+John Regehr and +Shriram Krishnamurthi have discussions (John, Shriram) arising from a new paper on reproducibility in computer systems research from people at the U. of Arizona. You should read their posts/G+ discussions for the specifics.
But it got me thinking: is there anything intrinsically different about reproducibility in my neck of the woods ? Many concerns are shared:
- The need for a standard computing environment to build and test code: MATLAB and scikit-learn make that a lot easier for us: we don't need to worry too much about details of the computing environment/hardware just to get the code to run.
- Discrepancies between what is stated in the paper and what the code actually does: that's a problem with any experimental work: John in fact mentions one such issue in one of his recent papers.
- Code rot: otherwise known as 'graduation' :). I think if more people used public repos like github from the beginning, some of these problem might go away. I would be remiss if I didn't also plug +Robert Ricci's new system AptLab for helping distribute research.

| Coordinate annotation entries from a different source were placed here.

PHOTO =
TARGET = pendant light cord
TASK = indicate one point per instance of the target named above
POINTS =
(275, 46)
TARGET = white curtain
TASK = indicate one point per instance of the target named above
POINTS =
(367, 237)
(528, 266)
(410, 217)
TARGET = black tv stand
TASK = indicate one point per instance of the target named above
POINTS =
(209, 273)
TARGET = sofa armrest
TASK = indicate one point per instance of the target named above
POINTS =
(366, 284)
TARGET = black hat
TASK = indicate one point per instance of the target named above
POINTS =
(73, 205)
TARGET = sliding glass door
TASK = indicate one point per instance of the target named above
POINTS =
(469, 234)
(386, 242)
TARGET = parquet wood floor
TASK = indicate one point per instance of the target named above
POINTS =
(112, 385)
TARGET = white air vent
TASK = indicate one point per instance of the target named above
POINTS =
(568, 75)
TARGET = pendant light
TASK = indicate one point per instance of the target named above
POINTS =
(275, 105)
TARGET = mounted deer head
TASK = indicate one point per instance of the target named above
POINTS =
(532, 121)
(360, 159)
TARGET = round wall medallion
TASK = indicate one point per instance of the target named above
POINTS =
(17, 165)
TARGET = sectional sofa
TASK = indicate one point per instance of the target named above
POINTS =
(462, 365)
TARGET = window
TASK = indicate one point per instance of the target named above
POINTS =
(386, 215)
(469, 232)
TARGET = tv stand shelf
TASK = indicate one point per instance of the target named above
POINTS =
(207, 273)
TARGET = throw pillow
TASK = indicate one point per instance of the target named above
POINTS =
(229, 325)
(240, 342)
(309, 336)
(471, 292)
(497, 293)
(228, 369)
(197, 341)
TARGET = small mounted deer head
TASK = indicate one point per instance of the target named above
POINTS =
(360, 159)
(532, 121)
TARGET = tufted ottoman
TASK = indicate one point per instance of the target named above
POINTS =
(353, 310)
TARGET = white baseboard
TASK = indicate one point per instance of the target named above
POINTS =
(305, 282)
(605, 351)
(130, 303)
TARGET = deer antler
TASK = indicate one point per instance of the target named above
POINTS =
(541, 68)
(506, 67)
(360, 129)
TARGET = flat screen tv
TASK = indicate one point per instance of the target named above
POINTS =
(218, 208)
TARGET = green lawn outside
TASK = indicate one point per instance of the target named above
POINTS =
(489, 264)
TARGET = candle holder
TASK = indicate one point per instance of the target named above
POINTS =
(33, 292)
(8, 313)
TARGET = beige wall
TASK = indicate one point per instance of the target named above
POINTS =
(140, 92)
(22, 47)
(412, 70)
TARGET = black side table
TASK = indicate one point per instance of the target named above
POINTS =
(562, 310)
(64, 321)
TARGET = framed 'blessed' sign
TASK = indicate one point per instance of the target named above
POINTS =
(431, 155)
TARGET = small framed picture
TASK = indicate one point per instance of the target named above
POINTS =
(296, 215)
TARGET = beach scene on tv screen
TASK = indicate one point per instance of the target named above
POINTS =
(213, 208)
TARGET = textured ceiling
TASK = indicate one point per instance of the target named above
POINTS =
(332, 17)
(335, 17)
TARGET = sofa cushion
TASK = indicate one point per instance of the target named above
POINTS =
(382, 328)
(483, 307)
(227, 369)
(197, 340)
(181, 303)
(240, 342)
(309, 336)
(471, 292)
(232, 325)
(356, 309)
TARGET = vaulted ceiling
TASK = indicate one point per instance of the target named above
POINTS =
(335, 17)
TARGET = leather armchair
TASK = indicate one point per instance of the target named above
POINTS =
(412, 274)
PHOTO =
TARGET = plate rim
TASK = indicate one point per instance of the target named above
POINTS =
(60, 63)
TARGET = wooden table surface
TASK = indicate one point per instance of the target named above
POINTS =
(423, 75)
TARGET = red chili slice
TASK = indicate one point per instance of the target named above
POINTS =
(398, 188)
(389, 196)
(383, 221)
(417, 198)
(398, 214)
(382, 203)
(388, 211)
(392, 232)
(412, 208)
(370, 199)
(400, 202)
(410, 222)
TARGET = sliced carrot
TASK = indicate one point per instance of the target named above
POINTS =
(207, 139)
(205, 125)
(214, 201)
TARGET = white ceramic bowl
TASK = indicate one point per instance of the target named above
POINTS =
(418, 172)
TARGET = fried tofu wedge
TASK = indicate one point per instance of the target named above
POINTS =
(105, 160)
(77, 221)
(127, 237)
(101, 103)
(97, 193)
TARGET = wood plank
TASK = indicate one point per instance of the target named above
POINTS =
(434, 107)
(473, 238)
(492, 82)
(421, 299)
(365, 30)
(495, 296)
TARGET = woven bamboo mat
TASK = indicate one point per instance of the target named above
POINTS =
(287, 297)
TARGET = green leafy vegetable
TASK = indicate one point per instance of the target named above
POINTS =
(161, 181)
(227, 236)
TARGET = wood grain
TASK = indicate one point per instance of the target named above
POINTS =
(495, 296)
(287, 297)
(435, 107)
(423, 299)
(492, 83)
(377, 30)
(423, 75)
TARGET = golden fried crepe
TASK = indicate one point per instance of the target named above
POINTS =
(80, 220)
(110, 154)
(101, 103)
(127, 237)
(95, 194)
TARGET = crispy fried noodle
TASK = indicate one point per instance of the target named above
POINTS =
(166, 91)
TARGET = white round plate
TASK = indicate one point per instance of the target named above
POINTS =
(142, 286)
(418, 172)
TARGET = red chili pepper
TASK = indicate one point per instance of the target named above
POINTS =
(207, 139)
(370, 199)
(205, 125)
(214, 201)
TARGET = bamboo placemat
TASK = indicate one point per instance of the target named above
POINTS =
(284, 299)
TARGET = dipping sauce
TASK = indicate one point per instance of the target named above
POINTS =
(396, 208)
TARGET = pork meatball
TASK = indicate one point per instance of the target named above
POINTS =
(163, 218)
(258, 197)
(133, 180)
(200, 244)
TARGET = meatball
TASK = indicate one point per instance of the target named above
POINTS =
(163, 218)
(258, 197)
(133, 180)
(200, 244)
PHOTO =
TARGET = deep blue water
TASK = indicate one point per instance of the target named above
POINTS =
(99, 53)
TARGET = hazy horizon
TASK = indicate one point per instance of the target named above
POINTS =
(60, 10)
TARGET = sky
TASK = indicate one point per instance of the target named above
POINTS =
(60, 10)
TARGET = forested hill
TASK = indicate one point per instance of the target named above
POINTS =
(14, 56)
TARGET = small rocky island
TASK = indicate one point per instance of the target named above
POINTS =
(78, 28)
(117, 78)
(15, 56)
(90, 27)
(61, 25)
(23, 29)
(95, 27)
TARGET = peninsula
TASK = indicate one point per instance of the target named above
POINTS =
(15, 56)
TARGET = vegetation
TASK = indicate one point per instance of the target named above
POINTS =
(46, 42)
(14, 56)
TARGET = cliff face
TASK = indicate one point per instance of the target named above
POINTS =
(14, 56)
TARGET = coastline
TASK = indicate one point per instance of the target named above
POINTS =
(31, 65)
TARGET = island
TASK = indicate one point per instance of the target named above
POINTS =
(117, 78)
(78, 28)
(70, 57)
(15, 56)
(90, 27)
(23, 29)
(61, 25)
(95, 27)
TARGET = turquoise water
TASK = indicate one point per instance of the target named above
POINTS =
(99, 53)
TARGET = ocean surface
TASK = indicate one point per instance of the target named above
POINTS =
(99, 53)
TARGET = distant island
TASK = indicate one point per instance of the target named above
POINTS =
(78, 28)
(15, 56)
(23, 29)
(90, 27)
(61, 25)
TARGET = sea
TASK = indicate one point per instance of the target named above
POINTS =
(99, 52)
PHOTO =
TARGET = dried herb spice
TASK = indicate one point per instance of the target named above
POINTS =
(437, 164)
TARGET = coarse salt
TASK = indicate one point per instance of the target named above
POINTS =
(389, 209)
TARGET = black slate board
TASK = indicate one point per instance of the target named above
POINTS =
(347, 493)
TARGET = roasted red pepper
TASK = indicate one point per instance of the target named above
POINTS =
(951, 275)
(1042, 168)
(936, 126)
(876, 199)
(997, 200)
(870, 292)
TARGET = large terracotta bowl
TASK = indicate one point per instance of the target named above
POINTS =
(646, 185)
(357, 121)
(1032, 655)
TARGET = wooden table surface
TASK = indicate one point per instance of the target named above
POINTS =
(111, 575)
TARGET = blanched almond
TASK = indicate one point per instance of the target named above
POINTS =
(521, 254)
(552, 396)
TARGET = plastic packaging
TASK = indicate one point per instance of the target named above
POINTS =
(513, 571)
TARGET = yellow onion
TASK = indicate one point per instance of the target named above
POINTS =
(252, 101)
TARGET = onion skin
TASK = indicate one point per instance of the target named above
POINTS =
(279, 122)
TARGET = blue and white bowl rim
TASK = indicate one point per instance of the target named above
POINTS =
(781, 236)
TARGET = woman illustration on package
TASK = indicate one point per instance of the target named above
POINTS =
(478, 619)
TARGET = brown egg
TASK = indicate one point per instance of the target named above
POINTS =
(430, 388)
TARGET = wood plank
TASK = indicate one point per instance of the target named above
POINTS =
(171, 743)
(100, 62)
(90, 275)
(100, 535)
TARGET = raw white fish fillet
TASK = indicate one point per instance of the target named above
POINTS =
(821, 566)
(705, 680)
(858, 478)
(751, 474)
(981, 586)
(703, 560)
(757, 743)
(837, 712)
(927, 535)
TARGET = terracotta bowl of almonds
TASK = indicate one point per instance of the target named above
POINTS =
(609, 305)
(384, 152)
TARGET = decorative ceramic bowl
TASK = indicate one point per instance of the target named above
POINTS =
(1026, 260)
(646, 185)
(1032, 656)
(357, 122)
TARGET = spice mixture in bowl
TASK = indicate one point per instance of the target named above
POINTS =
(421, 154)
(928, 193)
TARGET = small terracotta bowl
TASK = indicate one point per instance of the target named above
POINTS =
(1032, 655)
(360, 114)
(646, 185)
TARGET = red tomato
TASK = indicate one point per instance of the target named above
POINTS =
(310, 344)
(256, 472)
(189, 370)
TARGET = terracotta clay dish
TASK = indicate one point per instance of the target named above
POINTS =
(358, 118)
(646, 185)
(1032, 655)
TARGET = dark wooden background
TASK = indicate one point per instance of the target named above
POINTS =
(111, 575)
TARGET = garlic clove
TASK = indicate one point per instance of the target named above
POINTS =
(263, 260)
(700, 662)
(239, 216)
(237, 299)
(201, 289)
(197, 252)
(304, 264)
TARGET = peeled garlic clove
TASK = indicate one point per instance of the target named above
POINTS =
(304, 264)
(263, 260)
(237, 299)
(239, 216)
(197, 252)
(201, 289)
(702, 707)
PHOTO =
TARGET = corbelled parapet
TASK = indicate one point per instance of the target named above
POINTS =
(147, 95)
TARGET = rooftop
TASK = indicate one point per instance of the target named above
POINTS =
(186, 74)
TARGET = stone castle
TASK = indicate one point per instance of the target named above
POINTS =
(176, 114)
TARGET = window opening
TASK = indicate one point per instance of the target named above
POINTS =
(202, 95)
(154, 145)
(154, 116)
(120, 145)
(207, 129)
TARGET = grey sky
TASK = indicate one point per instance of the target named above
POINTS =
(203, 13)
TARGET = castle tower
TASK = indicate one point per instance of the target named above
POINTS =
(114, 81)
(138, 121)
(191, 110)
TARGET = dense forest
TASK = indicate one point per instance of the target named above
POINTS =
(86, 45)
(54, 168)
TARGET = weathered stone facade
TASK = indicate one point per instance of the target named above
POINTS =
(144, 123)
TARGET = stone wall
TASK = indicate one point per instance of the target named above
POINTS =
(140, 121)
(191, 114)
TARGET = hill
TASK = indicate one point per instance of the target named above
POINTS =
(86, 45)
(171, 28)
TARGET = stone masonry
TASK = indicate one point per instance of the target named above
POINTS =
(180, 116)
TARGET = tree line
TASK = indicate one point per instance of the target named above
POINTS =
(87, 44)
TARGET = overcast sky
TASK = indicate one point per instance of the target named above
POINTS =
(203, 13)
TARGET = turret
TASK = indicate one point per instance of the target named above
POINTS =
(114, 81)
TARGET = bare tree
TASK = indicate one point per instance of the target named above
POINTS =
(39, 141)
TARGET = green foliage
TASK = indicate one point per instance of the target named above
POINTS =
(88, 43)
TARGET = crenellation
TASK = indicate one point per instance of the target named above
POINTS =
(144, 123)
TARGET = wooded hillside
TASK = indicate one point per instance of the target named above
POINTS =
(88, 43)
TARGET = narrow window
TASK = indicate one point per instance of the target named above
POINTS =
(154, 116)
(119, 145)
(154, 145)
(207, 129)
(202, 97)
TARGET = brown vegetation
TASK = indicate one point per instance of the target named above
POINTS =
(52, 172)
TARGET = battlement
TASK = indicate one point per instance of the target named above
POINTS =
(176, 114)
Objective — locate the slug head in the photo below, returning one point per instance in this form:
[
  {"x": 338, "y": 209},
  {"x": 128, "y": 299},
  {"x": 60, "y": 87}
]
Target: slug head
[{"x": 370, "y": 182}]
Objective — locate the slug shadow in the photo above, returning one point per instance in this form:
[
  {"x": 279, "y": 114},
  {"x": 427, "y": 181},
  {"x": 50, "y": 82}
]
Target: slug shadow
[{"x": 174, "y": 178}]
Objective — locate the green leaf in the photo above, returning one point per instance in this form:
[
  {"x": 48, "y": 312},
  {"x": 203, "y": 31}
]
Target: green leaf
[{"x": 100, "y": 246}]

But here's one that may not be shared: data preparation.
It's no secret that data preparation takes most of the time in a data mining pipeline. This includes
- data cleaning (removing errors, reformatting data)
- feature engineering (deciding how to truncate, modify or retain certain features)
- training (cross-validation levels, what data is used for model building and so on)
As with any of the above, a proper specification can ensure true reproducibility, but there are lots of things we might do to data without necessarily even realizing it (if there are bugs in the transformation pipeline) or without thinking we need to mention it (truncating ranges, defining null values away).
Feature engineering can also be a problem, especially with models that use many features (for example, deep learning systems have lots of "knobs" to tune, and they can be quite sensitive to the knobs).
So one thing I often look for when reviewing such papers is sensitivity: how well can the authors demonstrate robustness with respect to the parameter/algorithm choices. If they can, then I feel much more confident that the result is real and is not just an artifact of a random collection of knob settings combined with twirling around and around holding one's nose and scratching one's ear.